The Frozen Thames, 1677 - an oil painting by Abraham Hondius shows the old London Bridge during the Maunder Minimum
This period of solar
inactivity also corresponds to a climatic period called the "Little Ice
Age" when rivers that are normally ice-free froze and snow fields
remained year-round at lower altitudes. There is evidence that the Sun has had similar periods of inactivity in the more distant past, Nasa says. The connection between solar activity and terrestrial climate is an area of on-going research.

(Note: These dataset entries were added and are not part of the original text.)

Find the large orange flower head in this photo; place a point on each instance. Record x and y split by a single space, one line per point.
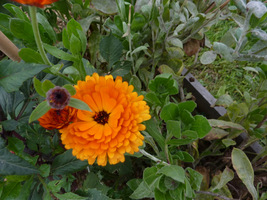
37 3
113 126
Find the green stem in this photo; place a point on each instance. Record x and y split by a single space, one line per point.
33 11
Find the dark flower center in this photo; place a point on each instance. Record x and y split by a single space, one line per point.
101 117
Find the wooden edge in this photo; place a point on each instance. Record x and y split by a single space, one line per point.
205 100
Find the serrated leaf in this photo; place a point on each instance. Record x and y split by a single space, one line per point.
244 170
67 163
13 74
39 111
79 104
11 164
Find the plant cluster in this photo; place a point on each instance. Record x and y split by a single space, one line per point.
92 103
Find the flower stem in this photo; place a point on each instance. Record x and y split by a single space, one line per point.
142 151
33 11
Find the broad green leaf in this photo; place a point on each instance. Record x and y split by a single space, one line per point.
59 53
79 104
174 128
151 177
67 163
111 49
21 29
9 125
13 74
226 176
223 50
47 27
47 85
187 105
228 142
39 111
225 124
69 196
38 87
208 57
70 89
244 170
142 191
201 126
164 84
173 171
159 195
75 45
169 112
153 129
257 8
195 178
30 56
105 6
12 164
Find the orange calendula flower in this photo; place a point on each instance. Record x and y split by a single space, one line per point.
113 127
58 118
37 3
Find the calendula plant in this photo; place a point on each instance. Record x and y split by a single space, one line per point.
96 108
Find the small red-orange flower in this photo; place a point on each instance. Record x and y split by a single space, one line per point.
113 126
37 3
58 118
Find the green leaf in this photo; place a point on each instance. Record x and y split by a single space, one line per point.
151 177
59 53
30 56
174 128
164 84
111 49
39 111
79 104
228 142
47 27
75 45
38 87
69 196
224 50
169 112
70 89
142 191
21 29
226 176
45 170
208 57
9 125
173 171
105 6
12 164
13 74
67 163
153 129
244 170
201 126
47 85
195 178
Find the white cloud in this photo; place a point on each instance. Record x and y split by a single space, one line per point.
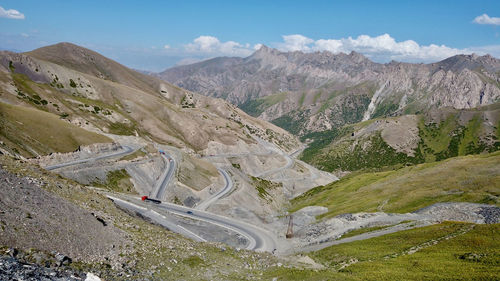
11 14
257 46
209 45
485 19
380 48
295 42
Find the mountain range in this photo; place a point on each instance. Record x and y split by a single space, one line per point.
313 92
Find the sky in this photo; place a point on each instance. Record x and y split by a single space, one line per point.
155 35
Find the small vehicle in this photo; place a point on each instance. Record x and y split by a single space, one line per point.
145 198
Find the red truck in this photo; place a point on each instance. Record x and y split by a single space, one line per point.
145 198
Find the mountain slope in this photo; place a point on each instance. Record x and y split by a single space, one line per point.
100 94
404 140
31 132
325 90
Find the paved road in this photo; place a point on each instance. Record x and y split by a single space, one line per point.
127 150
158 218
161 186
258 239
227 188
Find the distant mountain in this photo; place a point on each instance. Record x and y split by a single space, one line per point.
313 92
98 94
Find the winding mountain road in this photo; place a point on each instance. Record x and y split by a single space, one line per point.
227 188
258 239
159 189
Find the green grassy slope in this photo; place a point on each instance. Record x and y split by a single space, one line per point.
447 251
470 179
28 131
439 139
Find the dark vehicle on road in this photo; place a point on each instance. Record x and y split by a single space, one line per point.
145 198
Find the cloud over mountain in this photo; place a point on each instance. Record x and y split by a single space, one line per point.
11 14
380 48
485 19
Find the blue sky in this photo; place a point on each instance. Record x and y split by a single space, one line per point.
154 35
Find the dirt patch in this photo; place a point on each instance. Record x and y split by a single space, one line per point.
31 217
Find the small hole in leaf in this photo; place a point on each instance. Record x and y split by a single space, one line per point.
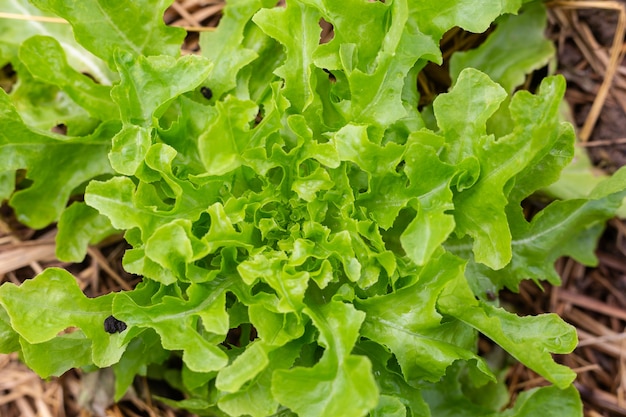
206 92
60 129
328 31
8 78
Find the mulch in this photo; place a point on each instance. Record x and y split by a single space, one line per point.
589 36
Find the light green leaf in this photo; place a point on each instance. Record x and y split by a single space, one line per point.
103 27
479 210
80 226
530 339
176 321
45 59
225 139
57 355
14 32
515 48
52 302
226 47
341 383
408 323
297 28
56 164
148 83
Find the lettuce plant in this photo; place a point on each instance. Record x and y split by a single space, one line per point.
309 242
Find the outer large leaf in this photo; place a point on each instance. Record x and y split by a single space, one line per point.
56 164
515 48
341 383
176 319
526 338
52 302
135 27
408 323
564 228
479 210
296 27
80 226
225 47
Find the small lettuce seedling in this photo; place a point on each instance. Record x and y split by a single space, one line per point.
309 242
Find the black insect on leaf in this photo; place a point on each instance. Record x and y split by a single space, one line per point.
113 325
206 92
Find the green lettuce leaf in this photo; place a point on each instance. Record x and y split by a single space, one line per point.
55 164
103 27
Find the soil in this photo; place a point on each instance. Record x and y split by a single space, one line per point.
591 299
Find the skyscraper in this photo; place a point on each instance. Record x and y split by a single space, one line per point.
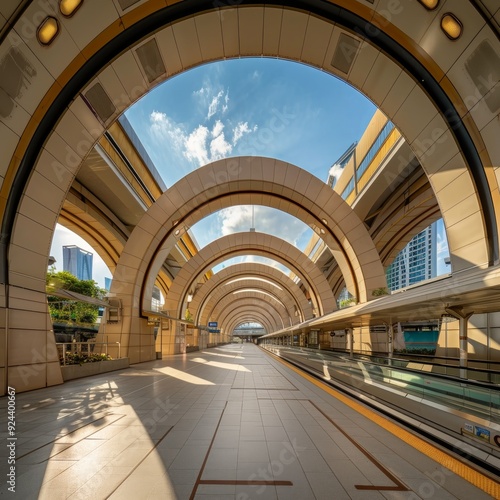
78 262
416 262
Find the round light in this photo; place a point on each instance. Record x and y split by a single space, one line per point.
451 26
429 4
48 30
69 7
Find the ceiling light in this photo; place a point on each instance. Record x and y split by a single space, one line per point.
429 4
69 7
48 30
451 26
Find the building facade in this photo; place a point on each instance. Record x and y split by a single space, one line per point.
416 262
78 262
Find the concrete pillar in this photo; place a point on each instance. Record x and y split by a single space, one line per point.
349 333
390 342
463 319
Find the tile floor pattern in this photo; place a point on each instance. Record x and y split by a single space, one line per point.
225 423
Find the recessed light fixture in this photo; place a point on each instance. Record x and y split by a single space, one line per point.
48 30
451 26
69 7
429 4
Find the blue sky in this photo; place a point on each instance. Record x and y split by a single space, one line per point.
265 107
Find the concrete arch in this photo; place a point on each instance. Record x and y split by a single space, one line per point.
237 290
254 270
251 243
449 122
243 317
430 134
248 180
252 313
252 302
241 321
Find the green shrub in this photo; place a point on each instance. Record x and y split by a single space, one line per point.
78 358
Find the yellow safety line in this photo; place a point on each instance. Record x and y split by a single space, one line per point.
468 473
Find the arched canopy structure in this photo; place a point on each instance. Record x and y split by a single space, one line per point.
251 243
255 272
62 97
246 180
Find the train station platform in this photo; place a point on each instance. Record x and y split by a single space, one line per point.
225 423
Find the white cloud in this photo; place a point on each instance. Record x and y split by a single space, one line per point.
240 130
216 100
219 148
195 145
163 128
264 219
205 143
217 129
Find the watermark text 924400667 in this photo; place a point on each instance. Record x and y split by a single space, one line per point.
11 439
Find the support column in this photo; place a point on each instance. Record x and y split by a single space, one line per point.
390 342
349 333
463 318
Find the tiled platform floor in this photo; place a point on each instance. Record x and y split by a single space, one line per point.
230 422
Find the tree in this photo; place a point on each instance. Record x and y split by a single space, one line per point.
72 311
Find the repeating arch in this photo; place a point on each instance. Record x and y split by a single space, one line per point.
251 243
253 270
418 84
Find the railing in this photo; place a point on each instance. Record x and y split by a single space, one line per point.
77 348
476 398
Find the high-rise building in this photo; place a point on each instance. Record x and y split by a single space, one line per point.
416 262
78 262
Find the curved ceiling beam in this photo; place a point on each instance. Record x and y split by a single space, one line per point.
257 271
249 299
238 290
447 112
252 313
251 243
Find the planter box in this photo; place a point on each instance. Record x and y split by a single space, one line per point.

'Sunspot numbers are well below their values from 2011, and strong solar flares have been infrequent,' the space agency says. The
image above shows the Earth-facing surface of the Sun on February 28,
2013, as observed by the Helioseismic and Magnetic Imager (HMI) on
NASA's Solar Dynamics Observatory.
It observed just a few small sunspots
on an otherwise clean face, which is usually riddled with many spots
during peak solar activity. Experts have been baffled by the apparent lack of activity - with many wondering if NASA simply got it wrong. However, Solar physicist Dean Pesnell of NASA’s Goddard Space Flight Center believes he has a different explanation. 'This is solar maximum,' he says. 'But it looks different from what we expected because it is double-peaked.' 'The last two solar maxima, around 1989 and 2001, had not one but two peaks.'
Solar activity went up, dipped, then rose again, performing a mini-cycle that lasted about two years, he said.
Researchers have recently captured massive sunspots on the solar surface - and believed we should have seen more
The same thing could be happening now, as sunspot counts jumped in 2011 and dipped in 2012, he believes. Pesnell expects them to rebound in
2013: 'I am comfortable in saying that another peak will happen in 2013
and possibly last into 2014.' He
spotted a similarity between Solar Cycle 24 and Solar Cycle 14, which
had a double-peak during the first decade of the 20th century. If the two cycles are twins, 'it would mean one peak in late 2013 and another in 2015'.